I am working on deploying a full ML pipeline for SageMaker and Airflow. I would like to separate training and processing part of the pipeline.
I have a question concerning the SageMakerProcessingOperator
(source_code). This operator relies on create_processing_job() function. When using this operator, I would like to extend the base docker image used for processing in order to use an home-made script. Currently, the processing works fine when I push my container to aws ECR. However, I would prefer to use a part of the script stored inside my packaged model (with tar.gz format).
For training and registering the model, we can specify the image used to extend with sagemaker_submit_directory
and SAGEMAKER_PROGRAM
env variable (cf aws_doc).
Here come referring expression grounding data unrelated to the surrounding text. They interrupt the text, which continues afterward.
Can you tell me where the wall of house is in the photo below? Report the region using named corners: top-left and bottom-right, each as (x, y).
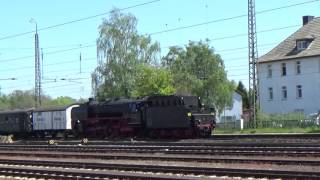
top-left (258, 56), bottom-right (320, 115)
top-left (219, 92), bottom-right (243, 122)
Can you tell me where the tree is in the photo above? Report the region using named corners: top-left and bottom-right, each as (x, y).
top-left (92, 9), bottom-right (160, 100)
top-left (0, 90), bottom-right (77, 110)
top-left (8, 90), bottom-right (35, 109)
top-left (236, 81), bottom-right (250, 109)
top-left (163, 41), bottom-right (234, 112)
top-left (132, 64), bottom-right (176, 97)
top-left (50, 96), bottom-right (76, 106)
top-left (0, 95), bottom-right (9, 110)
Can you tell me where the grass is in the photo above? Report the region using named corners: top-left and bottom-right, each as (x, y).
top-left (214, 126), bottom-right (320, 134)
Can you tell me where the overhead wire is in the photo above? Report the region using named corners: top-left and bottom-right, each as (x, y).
top-left (0, 0), bottom-right (312, 64)
top-left (148, 0), bottom-right (318, 36)
top-left (1, 0), bottom-right (318, 95)
top-left (0, 44), bottom-right (95, 63)
top-left (0, 0), bottom-right (161, 41)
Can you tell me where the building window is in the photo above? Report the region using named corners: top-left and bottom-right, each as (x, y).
top-left (268, 87), bottom-right (273, 100)
top-left (282, 86), bottom-right (287, 100)
top-left (296, 85), bottom-right (302, 99)
top-left (296, 40), bottom-right (310, 51)
top-left (281, 63), bottom-right (286, 76)
top-left (296, 61), bottom-right (301, 74)
top-left (267, 64), bottom-right (272, 78)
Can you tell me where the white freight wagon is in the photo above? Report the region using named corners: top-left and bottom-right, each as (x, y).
top-left (32, 104), bottom-right (79, 137)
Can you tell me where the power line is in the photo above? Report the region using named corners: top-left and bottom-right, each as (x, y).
top-left (0, 44), bottom-right (95, 63)
top-left (216, 42), bottom-right (278, 52)
top-left (0, 0), bottom-right (316, 43)
top-left (0, 0), bottom-right (160, 41)
top-left (0, 22), bottom-right (303, 64)
top-left (256, 0), bottom-right (319, 15)
top-left (0, 41), bottom-right (276, 73)
top-left (148, 0), bottom-right (318, 36)
top-left (161, 24), bottom-right (298, 50)
top-left (0, 57), bottom-right (96, 73)
top-left (0, 41), bottom-right (96, 51)
top-left (1, 0), bottom-right (318, 95)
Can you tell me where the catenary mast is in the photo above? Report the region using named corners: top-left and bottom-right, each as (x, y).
top-left (33, 21), bottom-right (41, 107)
top-left (248, 0), bottom-right (258, 127)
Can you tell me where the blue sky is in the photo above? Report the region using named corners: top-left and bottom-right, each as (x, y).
top-left (0, 0), bottom-right (319, 99)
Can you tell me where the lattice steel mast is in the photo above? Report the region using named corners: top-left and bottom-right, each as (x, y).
top-left (34, 22), bottom-right (41, 107)
top-left (248, 0), bottom-right (258, 126)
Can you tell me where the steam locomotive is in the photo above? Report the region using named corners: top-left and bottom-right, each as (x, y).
top-left (0, 95), bottom-right (215, 139)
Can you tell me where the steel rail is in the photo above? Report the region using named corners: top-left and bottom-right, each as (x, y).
top-left (0, 151), bottom-right (318, 165)
top-left (0, 159), bottom-right (318, 179)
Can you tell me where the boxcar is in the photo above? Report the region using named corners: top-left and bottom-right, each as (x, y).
top-left (32, 104), bottom-right (79, 137)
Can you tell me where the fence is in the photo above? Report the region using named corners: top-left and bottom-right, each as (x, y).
top-left (216, 121), bottom-right (241, 129)
top-left (216, 118), bottom-right (320, 129)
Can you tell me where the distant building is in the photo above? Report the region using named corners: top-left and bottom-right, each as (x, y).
top-left (219, 91), bottom-right (243, 122)
top-left (257, 16), bottom-right (320, 115)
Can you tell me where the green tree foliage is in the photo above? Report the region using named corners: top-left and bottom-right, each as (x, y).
top-left (0, 90), bottom-right (76, 110)
top-left (236, 81), bottom-right (250, 109)
top-left (0, 95), bottom-right (9, 110)
top-left (43, 96), bottom-right (76, 107)
top-left (132, 64), bottom-right (176, 97)
top-left (163, 41), bottom-right (234, 112)
top-left (92, 9), bottom-right (160, 100)
top-left (7, 90), bottom-right (36, 109)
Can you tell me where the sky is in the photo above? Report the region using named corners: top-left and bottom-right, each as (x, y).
top-left (0, 0), bottom-right (319, 100)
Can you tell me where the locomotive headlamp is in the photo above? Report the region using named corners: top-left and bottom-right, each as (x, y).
top-left (187, 112), bottom-right (192, 117)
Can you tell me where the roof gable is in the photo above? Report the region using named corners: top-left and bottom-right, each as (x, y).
top-left (258, 17), bottom-right (320, 63)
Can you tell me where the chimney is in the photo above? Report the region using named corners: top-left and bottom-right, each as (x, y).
top-left (303, 16), bottom-right (314, 25)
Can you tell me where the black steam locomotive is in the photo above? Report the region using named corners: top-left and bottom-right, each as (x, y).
top-left (72, 95), bottom-right (215, 138)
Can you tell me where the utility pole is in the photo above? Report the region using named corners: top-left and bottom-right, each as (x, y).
top-left (31, 19), bottom-right (41, 107)
top-left (248, 0), bottom-right (258, 127)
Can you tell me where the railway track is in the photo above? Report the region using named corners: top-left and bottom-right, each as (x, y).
top-left (1, 135), bottom-right (320, 179)
top-left (0, 165), bottom-right (199, 180)
top-left (0, 144), bottom-right (319, 157)
top-left (0, 158), bottom-right (318, 179)
top-left (13, 137), bottom-right (320, 146)
top-left (0, 150), bottom-right (318, 166)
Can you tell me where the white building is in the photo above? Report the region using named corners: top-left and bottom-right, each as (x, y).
top-left (258, 16), bottom-right (320, 115)
top-left (219, 91), bottom-right (243, 122)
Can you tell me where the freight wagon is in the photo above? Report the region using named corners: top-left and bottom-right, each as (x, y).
top-left (32, 105), bottom-right (79, 138)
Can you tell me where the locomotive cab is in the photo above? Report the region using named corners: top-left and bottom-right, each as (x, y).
top-left (180, 96), bottom-right (216, 137)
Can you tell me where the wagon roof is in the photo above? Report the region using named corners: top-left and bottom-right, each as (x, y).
top-left (0, 108), bottom-right (34, 114)
top-left (33, 104), bottom-right (80, 112)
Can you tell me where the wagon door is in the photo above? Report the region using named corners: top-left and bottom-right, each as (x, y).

However it looks like it is not possible using the SageMakerProcessingOperator.
Below is a extract of the config used in the operator, with no success yet.
"Environment": {
"sagemaker_enable_cloudwatch_metrics": "false",
"SAGEMAKER_CONTAINER_LOG_LEVEL": "20",
"SAGEMAKER_REGION": f"{self.region_name}",
"SAGEMAKER_SUBMIT_DIRECTORY": f"{self.train_code_path}",
"SAGEMAKER_PROGRAM": f"{self.processing_entry_point}",
"sagemaker_job_name": f"{self.process_job_name}",
},
Did anyone manage to use these parameters for Sagemaker create_processing_job() ? Or is it only limited to AWS ECR ?
SageMaker Processing Job and SageMaker training job are different so the underlying architecture is different and we cannot combine both of them.